The court has said that at its closed-door hearings on October 19, 20 and 21, several former senior officials will be cross-examined. They include Atef Ebeid who served as prime minister under Mubarak; Murad Mewafi whom Mursi appointed as chief of the intelligence service; Ahmad Jamal Eddin, Mursi’s interior minister; and Hassan Al Rewani, an ex-military commander. There was no immediate explanation for summoning officials who served under Mursi.
“It is probable that the judge thought that testimonies from those persons will help clarify certain points in the case. Or he decided to summon them at a request from the defence lawyer,” Shukri said.
Mubarak’s supporters have frequently accused Mursi, Egypt’s first democratically elected president, of involvement in killing protesters during his turbulent one year in power. Mursi is being detained by the army at an undisclosed location, pending his trial on charges of inciting the murder of opposition protesters and conspiring with the Palestinian Islamist movement Hamas during the anti-Mubarak revolt. Ironically, Mursi will most likely stand trial in a makeshift courtroom on the outskirts of Cairo where Mubarak is being tried.
The independent newspaper Al Shorouk has recently quoted sources close to Mubarak as saying that he will not accept a pardon from the country’s military-backed rulers and that he is confident of proving his innocence in court. Pro-Mursi Islamists say that Mubarak will eventually walk free due to alleged pressure from the military.
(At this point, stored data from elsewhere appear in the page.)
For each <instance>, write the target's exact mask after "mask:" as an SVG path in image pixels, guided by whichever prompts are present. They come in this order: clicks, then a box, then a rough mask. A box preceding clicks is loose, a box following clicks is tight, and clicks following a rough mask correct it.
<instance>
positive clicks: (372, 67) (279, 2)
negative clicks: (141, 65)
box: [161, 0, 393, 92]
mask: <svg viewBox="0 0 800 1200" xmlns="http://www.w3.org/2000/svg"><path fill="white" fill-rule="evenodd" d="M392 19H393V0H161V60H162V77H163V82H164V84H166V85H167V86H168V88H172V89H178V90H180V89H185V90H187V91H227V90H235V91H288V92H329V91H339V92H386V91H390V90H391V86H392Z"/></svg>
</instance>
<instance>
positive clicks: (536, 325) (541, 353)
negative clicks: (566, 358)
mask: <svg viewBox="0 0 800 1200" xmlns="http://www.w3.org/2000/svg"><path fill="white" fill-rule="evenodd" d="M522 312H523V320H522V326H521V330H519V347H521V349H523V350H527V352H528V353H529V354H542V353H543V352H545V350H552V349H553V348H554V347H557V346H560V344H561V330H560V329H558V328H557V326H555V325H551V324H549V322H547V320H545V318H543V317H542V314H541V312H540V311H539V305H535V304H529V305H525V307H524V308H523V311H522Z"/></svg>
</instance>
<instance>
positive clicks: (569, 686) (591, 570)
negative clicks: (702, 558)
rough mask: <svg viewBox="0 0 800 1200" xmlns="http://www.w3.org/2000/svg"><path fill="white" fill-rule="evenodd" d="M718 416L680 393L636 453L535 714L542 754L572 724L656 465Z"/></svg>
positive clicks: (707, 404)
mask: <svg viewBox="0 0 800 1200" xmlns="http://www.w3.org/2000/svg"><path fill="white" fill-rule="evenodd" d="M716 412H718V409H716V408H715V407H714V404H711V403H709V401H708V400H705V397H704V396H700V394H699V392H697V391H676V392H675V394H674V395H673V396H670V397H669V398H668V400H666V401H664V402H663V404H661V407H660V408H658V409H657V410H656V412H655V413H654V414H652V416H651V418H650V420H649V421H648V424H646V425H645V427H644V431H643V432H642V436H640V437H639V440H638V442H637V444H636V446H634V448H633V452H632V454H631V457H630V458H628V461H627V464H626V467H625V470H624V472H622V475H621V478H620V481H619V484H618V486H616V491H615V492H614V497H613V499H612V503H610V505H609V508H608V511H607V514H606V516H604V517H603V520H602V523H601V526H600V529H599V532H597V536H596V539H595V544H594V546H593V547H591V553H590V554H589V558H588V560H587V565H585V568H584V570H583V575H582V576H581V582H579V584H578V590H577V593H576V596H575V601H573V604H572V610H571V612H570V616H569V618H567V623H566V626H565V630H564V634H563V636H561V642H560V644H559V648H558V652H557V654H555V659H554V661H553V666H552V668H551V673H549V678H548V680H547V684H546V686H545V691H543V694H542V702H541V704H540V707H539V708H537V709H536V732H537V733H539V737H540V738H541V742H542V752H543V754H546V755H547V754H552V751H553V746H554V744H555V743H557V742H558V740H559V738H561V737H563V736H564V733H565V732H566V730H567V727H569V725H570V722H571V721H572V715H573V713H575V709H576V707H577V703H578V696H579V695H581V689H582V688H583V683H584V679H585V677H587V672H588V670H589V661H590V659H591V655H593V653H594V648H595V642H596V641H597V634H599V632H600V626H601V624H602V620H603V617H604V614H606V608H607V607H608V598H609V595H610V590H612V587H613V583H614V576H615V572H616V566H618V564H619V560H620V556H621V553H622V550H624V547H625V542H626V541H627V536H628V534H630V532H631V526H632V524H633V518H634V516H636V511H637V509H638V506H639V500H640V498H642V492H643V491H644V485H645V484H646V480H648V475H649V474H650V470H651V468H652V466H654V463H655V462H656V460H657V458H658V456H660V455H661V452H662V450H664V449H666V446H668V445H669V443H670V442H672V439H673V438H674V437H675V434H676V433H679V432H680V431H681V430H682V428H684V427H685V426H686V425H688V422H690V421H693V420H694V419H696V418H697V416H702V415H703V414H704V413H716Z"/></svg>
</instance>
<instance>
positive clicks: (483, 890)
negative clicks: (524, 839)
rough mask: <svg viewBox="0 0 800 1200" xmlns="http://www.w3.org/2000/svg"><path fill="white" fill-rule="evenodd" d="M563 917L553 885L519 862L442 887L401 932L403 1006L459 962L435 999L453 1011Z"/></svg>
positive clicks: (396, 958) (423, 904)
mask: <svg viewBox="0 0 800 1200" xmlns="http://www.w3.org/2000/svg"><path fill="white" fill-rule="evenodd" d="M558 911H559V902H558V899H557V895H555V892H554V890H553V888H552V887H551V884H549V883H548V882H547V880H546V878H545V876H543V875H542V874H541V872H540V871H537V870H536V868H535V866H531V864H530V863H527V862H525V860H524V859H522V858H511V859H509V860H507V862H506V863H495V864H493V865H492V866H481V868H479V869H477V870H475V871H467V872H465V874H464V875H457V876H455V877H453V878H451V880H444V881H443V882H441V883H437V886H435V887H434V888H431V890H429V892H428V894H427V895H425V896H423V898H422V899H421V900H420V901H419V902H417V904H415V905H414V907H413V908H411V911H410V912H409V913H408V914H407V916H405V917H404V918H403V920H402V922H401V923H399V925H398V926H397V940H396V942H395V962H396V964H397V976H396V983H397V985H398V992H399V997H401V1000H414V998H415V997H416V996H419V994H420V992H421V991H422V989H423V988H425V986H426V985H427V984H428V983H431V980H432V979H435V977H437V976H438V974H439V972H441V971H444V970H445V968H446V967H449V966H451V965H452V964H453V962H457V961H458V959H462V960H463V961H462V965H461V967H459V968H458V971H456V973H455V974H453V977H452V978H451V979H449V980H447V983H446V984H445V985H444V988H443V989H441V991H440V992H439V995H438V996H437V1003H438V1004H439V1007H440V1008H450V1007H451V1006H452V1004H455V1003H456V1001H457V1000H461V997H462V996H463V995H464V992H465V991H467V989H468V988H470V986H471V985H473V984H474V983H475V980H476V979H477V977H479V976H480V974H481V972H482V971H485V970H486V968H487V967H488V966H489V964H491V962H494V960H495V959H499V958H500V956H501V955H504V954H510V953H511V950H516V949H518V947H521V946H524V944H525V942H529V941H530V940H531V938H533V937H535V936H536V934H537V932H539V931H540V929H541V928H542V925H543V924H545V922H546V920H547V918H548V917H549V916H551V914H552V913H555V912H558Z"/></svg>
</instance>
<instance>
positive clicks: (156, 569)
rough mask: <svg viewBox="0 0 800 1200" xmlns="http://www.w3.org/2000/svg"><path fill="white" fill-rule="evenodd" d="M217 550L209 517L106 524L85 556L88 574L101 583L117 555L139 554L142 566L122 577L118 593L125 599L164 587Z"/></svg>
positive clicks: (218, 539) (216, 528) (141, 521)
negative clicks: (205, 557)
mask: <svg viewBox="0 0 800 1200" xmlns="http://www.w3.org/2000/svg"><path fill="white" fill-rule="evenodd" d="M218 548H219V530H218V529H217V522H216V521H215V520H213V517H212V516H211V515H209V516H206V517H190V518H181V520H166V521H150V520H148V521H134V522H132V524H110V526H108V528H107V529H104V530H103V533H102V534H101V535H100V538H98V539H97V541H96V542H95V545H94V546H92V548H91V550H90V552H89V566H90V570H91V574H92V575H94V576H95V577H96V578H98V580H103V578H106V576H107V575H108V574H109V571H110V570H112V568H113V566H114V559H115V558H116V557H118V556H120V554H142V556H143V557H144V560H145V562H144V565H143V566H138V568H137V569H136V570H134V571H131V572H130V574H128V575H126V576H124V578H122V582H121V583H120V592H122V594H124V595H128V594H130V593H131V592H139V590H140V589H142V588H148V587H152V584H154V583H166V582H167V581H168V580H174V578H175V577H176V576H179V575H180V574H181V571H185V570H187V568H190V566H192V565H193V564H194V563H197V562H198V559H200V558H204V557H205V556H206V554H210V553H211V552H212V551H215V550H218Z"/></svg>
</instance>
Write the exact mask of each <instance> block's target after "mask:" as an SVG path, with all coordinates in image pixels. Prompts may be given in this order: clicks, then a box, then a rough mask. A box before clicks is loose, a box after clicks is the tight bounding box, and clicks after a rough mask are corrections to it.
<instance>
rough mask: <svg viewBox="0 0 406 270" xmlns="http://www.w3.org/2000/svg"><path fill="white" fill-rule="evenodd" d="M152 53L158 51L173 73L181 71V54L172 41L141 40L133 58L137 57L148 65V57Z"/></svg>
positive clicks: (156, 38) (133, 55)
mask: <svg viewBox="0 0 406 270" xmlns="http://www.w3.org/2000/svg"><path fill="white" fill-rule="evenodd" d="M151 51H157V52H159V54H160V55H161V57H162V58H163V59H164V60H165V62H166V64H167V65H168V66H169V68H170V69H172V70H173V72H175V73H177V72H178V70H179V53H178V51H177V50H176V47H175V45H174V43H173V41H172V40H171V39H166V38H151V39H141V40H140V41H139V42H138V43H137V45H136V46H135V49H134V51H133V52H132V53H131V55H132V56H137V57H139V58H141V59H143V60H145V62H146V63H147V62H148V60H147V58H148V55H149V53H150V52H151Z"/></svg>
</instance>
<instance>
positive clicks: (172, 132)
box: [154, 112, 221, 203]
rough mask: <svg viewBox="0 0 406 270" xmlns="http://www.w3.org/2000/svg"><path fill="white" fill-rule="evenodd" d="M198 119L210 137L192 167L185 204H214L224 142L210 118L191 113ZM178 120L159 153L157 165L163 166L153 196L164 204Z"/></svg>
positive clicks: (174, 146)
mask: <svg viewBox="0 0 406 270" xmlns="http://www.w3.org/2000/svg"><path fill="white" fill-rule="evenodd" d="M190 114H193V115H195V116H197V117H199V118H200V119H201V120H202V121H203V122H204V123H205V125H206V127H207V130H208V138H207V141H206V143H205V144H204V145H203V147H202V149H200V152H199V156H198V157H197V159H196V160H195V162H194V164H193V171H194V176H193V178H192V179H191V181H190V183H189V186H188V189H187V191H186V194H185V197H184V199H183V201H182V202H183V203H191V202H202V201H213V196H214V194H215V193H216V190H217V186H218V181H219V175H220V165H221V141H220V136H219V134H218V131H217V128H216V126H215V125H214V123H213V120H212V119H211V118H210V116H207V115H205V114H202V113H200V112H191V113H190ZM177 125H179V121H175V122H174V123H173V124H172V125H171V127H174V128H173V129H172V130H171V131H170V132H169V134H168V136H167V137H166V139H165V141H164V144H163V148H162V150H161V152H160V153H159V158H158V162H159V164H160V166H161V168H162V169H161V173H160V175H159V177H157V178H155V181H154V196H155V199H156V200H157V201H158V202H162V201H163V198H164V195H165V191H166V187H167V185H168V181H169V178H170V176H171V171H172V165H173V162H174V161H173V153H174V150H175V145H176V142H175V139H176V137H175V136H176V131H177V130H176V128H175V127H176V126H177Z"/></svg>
“Such claims are baseless,” Shukri said. “If anyone is to blame for the length of Mubarak’s trial, it is the Mursi administration that failed to build strong cases against those who killed protesters. The Brotherhood is trying hard to manipulate the Mubarak case to raise its dwindling street popularity. Whatever the final verdict, it will be based on the proof available to the court, which will have the final say, not anyone else.”